Father of veterinary cardiology remembered for unceasing labor, curiosity

Dr. David K. Detweiler leaves legacy in veterinary medicine

March 3, 2009 (published)
By Timothy Kirn

Dr. David K. Detweiler, the veterinarian who came to be known as the father of veterinary cardiology, passed away Feb. 15, after having been diagnosed with esophageal cancer and recently suffering a bout of pneumonia. He was 89.

Dr. James W. Buchanan, a veterinary cardiologist who worked with Detweiler at the University of Pennsylvania for 42 years, said the trait that distinguished Detweiler most was that he was extremely hard working. He routinely put in 10-hour to 12-hour days.

He was not known as a particularly funny guy, Buchanan said. But when new trainees joined the veterinary school's Comparative Cardiovascular Studies Unit (CCSU), which Detweiler founded, he would introduce himself and, with a wry smile, tell them they should call him “Daddy,” referring to the appellation that had been attached to him and his career.

“Actually, he was very proud of that,” Buchanan added.

Others consider Detweiler’s establishment of the CCSU alongside Dr. Donald Patterson, which led to the specialty of cardiology, to be the harbinger of modern veterinary medicine.

Dr. David K. Detweiler
Dr.

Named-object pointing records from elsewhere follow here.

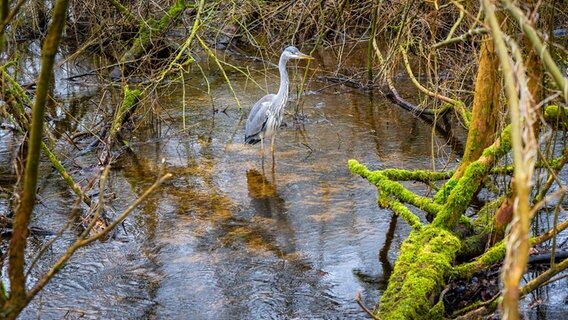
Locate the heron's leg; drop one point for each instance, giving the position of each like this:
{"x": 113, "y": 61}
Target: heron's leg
{"x": 262, "y": 150}
{"x": 272, "y": 147}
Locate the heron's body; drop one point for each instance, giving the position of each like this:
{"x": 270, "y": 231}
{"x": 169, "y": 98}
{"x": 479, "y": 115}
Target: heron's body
{"x": 266, "y": 115}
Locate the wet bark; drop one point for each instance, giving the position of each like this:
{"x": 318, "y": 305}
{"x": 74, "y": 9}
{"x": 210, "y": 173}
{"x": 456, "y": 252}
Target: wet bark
{"x": 485, "y": 108}
{"x": 16, "y": 268}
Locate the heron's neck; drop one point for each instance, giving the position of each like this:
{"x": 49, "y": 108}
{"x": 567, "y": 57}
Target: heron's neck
{"x": 283, "y": 91}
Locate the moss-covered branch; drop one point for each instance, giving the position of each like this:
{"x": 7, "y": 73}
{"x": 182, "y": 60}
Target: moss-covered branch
{"x": 459, "y": 194}
{"x": 419, "y": 275}
{"x": 150, "y": 30}
{"x": 393, "y": 188}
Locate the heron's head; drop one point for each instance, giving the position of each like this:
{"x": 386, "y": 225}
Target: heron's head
{"x": 292, "y": 52}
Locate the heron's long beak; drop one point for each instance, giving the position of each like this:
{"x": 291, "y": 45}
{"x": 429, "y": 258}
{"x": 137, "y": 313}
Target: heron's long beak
{"x": 300, "y": 55}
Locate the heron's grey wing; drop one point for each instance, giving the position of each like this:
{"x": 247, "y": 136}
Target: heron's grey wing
{"x": 257, "y": 119}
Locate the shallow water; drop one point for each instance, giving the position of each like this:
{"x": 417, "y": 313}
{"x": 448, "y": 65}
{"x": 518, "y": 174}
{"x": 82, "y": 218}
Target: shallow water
{"x": 226, "y": 238}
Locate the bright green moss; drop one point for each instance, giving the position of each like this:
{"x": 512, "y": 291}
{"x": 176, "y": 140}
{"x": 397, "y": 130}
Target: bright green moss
{"x": 424, "y": 261}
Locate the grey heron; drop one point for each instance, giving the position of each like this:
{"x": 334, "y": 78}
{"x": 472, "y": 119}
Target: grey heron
{"x": 266, "y": 115}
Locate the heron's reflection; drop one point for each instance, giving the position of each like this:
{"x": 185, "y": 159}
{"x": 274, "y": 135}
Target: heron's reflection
{"x": 267, "y": 203}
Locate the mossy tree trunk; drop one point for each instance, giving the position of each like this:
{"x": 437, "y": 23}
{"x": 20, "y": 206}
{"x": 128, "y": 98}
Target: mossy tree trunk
{"x": 486, "y": 107}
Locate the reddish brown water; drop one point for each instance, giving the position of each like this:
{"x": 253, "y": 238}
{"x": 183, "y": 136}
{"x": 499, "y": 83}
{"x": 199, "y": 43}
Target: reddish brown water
{"x": 227, "y": 238}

David K. Detweiler

“The development of the CCSU at Penn was the start of the specialty programs in our profession and changed the profession forever,” said Dr. George Eyster, a professor in the cardiology section of the School of Veterinary Medicine at Michigan State University. “Truly one of the greats.”

Detweiler was a life-long resident of the Philadelphia area. He was born and raised in South Philadelphia, until the family moved to the nearby community of Upper Darby when he was in high school. His father was a butcher and owned a chain of shops. His mother was a milliner and worked selling and advising people on bereavement clothes.

Detweiler received his VMD in 1942 from the University of Pennsylvania. Though it was wartime and he had trained as a pilot, the city of Philadelphia decided to keep him home to help care for 5,000 or so horses that hauled trash and delivered bread and milk. His service was deferred, and he lived at the veterinary school while attending to those duties.

He immediately joined the Penn faculty as an assistant instructor in physiology and pharmacology. Despite a heavy teaching load, he began collecting electrocardiograms from dogs seen in the clinic at the school, and his life’s work was established.

In 1944, Detweiler’s mentor Dr. Roger Amadon resigned and Detweiler served as the head of physiology and pharmacology until 1947, while continuing to teach and conduct research.

In the middle of the 1950s, the university considered closing the veterinary medical program because some officials thought that it had become obsolete and redundant, Buchanan said. Detweiler was among those who convinced the officials to evolve rather than close the school by becoming more of a research institution and he began getting small research grants.

In 1960, Detweiler wrangled a $1 million grant from the National Institutes of Health to establish the CCSU. At the time, it was the largest grant ever awarded by the agency to an individual at the Penn veterinary school and it secured the university’s place as a world leader in animal cardiology and veterinary medical research.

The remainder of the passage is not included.